A compilation can be a very time consuming operation. That’s the reason why SAP uses stored procedures or parameterized statements, which allow SQL Server to re-use an existing execution plan. However, a new execution plan has to be created once no valid execution plan exists:

· After restarting SQL Server.

· After clearing the procedure cache using DBCC FREEPROCCACHE. This command can also be executed in the SAP transaction DBACOCKPIT.

· Once an execution plan is flushed out of the SQL Servers statement cache due to memory pressure. This can happen at any time.

· For SAP applications running 4.6D kernel or older kernel releases, once the name of a global temporary stored procedure is flushed out of SAP’s stored procedure (SP) name cache. This can happen at any time. As a result SAP creates a new temporary SP which a different name. SQL Server will then create a new execution plan for the new SP.

· For SAP applications running 4.6D kernel or older kernel releases, once the connection is closed, which originally created a global temporary SP. When SAP restarts a work process, all its database connections are certainly closed. As a result the dependent SPs will be dropped. SAP has to re-create these SPs and SQL Server has to re-create their execution plans.

An existing execution plan may become invalid:

· After updating the index (or column) statistics, which were relevant for the query optimizer during plan creation. It makes no difference here whether this is an automatic or manual update statistics.

· Once the structure of the table changes. This includes creating or dropping an index.

· Once the SP executing a query or a table accessed by the query is explicitly marked for recompilation. This can be done using the system stored procedure sp_recompile. It is not recommended to mark a table for recompilation, because a “sp_recompile <TABLE NAME>” holds and requests database locks. We have seen blocking situations for hours at SAP systems caused by this.

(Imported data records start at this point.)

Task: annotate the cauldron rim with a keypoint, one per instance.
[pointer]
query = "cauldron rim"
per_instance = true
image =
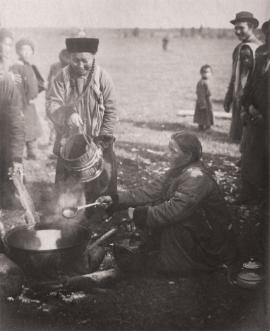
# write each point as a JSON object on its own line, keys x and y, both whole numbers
{"x": 40, "y": 226}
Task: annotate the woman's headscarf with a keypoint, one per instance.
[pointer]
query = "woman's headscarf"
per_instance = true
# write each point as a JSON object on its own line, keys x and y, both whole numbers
{"x": 188, "y": 143}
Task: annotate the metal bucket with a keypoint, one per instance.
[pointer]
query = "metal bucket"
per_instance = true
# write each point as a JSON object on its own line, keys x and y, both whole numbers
{"x": 82, "y": 158}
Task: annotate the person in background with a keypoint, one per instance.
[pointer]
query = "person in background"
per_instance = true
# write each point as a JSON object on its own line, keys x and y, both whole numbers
{"x": 11, "y": 125}
{"x": 82, "y": 100}
{"x": 64, "y": 60}
{"x": 165, "y": 43}
{"x": 32, "y": 83}
{"x": 244, "y": 26}
{"x": 203, "y": 111}
{"x": 184, "y": 212}
{"x": 255, "y": 114}
{"x": 6, "y": 40}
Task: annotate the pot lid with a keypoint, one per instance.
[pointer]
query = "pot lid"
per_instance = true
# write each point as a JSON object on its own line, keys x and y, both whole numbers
{"x": 248, "y": 276}
{"x": 251, "y": 265}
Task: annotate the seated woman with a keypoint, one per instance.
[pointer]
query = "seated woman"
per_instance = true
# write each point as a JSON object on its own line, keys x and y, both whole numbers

· For SAP applications running 6.40 kernel or older kernel releases, If the SAP profile parameter “dbs/mss/max_duration” was set. Whenever the average runtime of a query exceeded the specified threshold, SAP executed a “sp_recompile <PROCEDURE NAME>” for the stored procedure taking too long. This parameter caused rather trouble than solving issues. Therefore it was removed from the SAP kernel.

Generally speaking, the decisions made by the query optimizer are based on the estimation of the number of rows selected and cost calculations (CPU/memory/IO needs) for the potential execution plans. There are several factors which have an influence on the chosen execution plan. Let’s have a closer look on them:

· Existing indexes
This is the most obvious factor. Without a proper index you cannot expect a fast query execution. In the other hand, having too many indexes is much more often an issue on an SAP system. This may result in unstable (changing) execution plans. Inserts and deletes become more expensive the more indexes you have. Defining proper indexes is therefore often a compromise. You have to find a balance between speeding up a single query and minimizing the impact on the other queries. Typically you therefore create a few combined indexes to tune your most important queries running in dialog. Queries running in a batch job are often not expected to have optimal performance.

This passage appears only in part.